CES 2020: ‘Robots for Good’ Advocates See Hopeful Future

A conference on “Robots for Good” sought to allay increased fears that robot overlords will soon rule the world and make humans redundant in the workforce. UC Berkeley professor Ken Goldberg, who heads a robotics lab there, spoke about his “radically hopeful vision of the future.” Robots will not replace humans, he said, but rather enable people to focus on what they do best: creativity, innovation, empathy and other inherent human traits. Goldberg also put the fear of robots in historical perspective.

“The word ‘robot’ was coined 100 years ago in 1920 by Czech playwright Karel Čapek,” said Goldberg (below). He reminded attendees that “fear of robots goes back to the ancient Greeks.” “Don’t forget there was great fear around ATMs, spreadsheets and barcodes that they would replace humans,” he said. “And they did not, just as AI will not wipe out truck or taxi drivers. We’re in danger of underrating humans.”

Google’s DeepMind beating a human expert at the game of “Go” fueled the beginning of a new round of anxiety about robots. “’Go’ is a very complicated game with a huge branching factor,” he explained. “Google used massive amounts of computing plus deep learning.”

But this is radically different from real-world scenarios such as driving cars, working in factories or conducting surgeries, he pointed out.

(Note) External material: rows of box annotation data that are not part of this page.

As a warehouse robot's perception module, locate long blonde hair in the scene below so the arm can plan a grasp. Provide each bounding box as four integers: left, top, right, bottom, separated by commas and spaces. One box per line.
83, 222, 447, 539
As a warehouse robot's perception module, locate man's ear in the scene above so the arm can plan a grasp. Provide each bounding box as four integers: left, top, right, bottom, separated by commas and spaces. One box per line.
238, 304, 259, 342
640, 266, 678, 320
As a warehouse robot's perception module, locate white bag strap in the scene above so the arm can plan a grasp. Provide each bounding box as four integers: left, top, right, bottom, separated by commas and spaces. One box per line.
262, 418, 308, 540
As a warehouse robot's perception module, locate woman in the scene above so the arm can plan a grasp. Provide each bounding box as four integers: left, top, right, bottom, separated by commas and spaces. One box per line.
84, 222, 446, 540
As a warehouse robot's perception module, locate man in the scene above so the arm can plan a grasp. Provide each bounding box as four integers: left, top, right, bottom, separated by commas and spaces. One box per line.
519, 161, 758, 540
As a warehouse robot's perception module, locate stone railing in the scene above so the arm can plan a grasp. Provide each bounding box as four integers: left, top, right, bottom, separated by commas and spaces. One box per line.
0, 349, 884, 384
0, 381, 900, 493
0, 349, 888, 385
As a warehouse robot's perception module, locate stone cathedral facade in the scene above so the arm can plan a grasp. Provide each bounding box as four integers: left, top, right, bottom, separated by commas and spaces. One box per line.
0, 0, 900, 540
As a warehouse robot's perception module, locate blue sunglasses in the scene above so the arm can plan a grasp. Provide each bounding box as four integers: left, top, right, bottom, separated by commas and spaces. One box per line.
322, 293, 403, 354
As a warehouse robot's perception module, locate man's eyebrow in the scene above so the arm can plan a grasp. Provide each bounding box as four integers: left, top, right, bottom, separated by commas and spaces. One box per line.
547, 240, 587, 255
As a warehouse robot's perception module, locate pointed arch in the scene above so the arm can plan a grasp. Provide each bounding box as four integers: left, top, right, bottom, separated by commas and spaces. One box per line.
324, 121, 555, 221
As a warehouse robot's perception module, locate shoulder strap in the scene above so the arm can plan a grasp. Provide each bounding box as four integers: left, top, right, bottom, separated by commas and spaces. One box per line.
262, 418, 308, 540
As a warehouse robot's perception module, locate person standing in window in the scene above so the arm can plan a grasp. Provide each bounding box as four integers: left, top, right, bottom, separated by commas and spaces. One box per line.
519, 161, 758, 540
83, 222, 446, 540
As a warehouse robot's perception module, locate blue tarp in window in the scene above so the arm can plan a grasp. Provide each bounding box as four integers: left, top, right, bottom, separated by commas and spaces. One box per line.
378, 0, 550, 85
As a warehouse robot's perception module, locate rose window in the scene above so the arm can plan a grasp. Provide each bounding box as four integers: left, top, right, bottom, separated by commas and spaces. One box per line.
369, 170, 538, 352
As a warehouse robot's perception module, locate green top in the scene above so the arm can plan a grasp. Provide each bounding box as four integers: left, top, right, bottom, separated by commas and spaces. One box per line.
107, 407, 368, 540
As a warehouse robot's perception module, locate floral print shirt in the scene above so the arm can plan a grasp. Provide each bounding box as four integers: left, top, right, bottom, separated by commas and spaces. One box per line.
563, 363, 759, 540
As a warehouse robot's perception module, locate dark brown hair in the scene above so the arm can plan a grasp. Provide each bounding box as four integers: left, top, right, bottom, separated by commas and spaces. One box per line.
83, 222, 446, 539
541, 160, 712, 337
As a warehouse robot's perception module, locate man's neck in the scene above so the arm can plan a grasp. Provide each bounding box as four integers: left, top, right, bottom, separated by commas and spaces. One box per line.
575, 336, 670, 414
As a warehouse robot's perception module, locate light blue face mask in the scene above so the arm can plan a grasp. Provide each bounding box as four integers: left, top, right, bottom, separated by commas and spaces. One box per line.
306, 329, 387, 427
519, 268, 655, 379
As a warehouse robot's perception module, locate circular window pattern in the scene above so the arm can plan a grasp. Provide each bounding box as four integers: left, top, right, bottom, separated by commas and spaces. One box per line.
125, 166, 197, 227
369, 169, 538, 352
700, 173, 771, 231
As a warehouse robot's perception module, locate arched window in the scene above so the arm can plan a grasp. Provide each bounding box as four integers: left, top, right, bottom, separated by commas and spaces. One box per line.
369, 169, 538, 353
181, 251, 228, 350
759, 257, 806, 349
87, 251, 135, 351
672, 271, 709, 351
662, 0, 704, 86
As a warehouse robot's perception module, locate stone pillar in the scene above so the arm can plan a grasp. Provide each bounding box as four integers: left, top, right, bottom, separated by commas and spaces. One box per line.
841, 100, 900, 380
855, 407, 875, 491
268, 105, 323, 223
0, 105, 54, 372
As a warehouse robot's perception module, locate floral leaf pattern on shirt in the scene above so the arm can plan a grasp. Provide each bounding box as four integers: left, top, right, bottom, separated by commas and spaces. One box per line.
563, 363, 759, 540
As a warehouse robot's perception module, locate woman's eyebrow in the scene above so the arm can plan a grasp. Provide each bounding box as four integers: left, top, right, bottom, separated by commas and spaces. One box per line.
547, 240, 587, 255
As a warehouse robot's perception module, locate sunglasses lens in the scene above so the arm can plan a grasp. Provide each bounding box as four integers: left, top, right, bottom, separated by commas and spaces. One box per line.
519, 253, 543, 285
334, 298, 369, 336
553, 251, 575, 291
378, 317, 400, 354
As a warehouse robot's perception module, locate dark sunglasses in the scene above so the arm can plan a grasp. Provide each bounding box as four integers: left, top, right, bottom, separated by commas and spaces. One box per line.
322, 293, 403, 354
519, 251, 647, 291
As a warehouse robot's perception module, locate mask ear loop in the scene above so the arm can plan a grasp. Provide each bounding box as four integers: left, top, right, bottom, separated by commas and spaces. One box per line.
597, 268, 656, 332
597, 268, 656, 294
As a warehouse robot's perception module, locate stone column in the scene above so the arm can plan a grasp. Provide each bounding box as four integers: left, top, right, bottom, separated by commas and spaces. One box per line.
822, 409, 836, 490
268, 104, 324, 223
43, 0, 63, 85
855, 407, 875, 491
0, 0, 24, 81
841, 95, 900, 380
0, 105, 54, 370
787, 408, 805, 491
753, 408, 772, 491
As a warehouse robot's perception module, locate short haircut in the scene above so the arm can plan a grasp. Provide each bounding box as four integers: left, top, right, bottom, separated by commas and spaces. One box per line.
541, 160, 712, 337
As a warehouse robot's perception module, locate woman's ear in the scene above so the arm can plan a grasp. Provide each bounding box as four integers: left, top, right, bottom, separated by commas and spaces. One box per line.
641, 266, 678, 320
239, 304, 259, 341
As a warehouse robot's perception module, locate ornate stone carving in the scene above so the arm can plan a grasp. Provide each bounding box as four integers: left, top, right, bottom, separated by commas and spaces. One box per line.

Whereas “Go” is a 19×19 static grid with a limited number of choices, real life use cases are much more complex and dynamic.

At Goldberg’s UC Berkeley AUTOLAB, he and his graduate students watch robots fail all the time (he quoted a 99 percent fail rate). At the same time, he noted, surgical assistant robots performed 1 million surgeries last year — every single one of them with a human surgeon. “There are levels of autonomy, in surgery and driving,” he said. But the assistant tasks can improve the outcome; his lab is working on better, consistent suturing.

“We collect data from the best surgeons in the world,” he said. “It will be better facilitated by 5G, which will increase bandwidth and decrease latency.”

The cloud has potential to facilitate robots in all kinds of applications, which will make it easier to access big data; Amazon is developing RoboMaker, which provides tools for managing cloud robotics with AWS. Goldberg described his own vision of balancing the edge layer and the cloud, which he dubbed Fog Robotics.

He also described his lab’s work in a major bottleneck in e-commerce: getting products to people in a timely manner. “Robots need to be able to pick up all kinds of objects,” he said. “But a combination of physics, perception and control issues make robots very clumsy.”

At Google’s Arm Farm, 16 robot arms learn by trying to grasp objects 24/7. But although the failure rate plummeted to 20 percent after 10 million grasps, the time to a useful error rate will take 100 years. Goldberg’s Dexterity Network is enabling much faster simulation that can do millions of grasps in hours and has formed Ambidextrous Laboratories to commercialize the technology.

Referencing the study that showed a new system that beats radiologists at diagnosing breast cancer, Goldberg noted that it’s not a competition between humans and robots. “Robots are good at calculations, precision and objectivity,” he said. “Humans have dexterity, understanding and empathy.”